Early the next morning, after Julian had laboured for hours, midwives discovered that her baby had hydrocephalus. The baby died, and Julian’s life was in serious jeopardy.
But thanks to a swift referral made by a midwife from Papua New Guinea’s Family Health Association and a reproductive health officer from UNFPA, Julian was quickly airlifted to the larger, better-equipped Mendi provincial hospital, where her life was saved.
Julian was one of approximately 3,200 pregnant women caught up in the disaster who, along with an estimated 35,000 earthquake-affected women of reproductive age, were targeted by UNFPA as part of the government-led joint international and United Nations emergency response.
With support from Australia, the government has distributed around 700 of UNFPA’s dignity kits – containing vital health, hygiene and safety products to meet the needs of women and girls – in the worst-hit areas. Many kits were dispatched quickly through a joint Asia-Pacific pre-positioning initiative between the government of Australia and UNFPA. Another 500 kits are now pre-positioned in the hard-hit province of Hela.
In some of the worst-affected areas, UNFPA has distributed reproductive health kits containing supplies related to clean delivery, sexually transmitted infections and post-rape care.
Other UNFPA efforts target violence against women, which often spikes in emergencies.

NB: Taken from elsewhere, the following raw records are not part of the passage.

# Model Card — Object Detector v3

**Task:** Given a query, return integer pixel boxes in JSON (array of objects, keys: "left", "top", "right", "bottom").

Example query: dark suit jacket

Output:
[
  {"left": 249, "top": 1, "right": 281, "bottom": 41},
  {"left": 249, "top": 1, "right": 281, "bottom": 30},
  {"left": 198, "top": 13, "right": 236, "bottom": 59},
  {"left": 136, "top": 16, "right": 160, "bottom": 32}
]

Working with government and partners, such as the International Planned Parenthood Federation, UN Women and UNICEF, UNFPA is working to establish five women-friendly spaces in earthquake-affected areas, where women and girls can seek services for gender-based violence and receive counseling, awareness and support for referral services.
UNFPA staff have trained humanitarian aid workers in hard-hit communities on stress management, psychological first aid, and the Minimum Initial Service Package for sexual and reproductive health and gender-based violence in emergencies.
Julian, meanwhile, is now safe, recovering and looking to the future.
“I’m happy to be alive,” she says. “I’m looking forward to getting back to my husband and children at home so we can get on with rebuilding our house and our gardens.”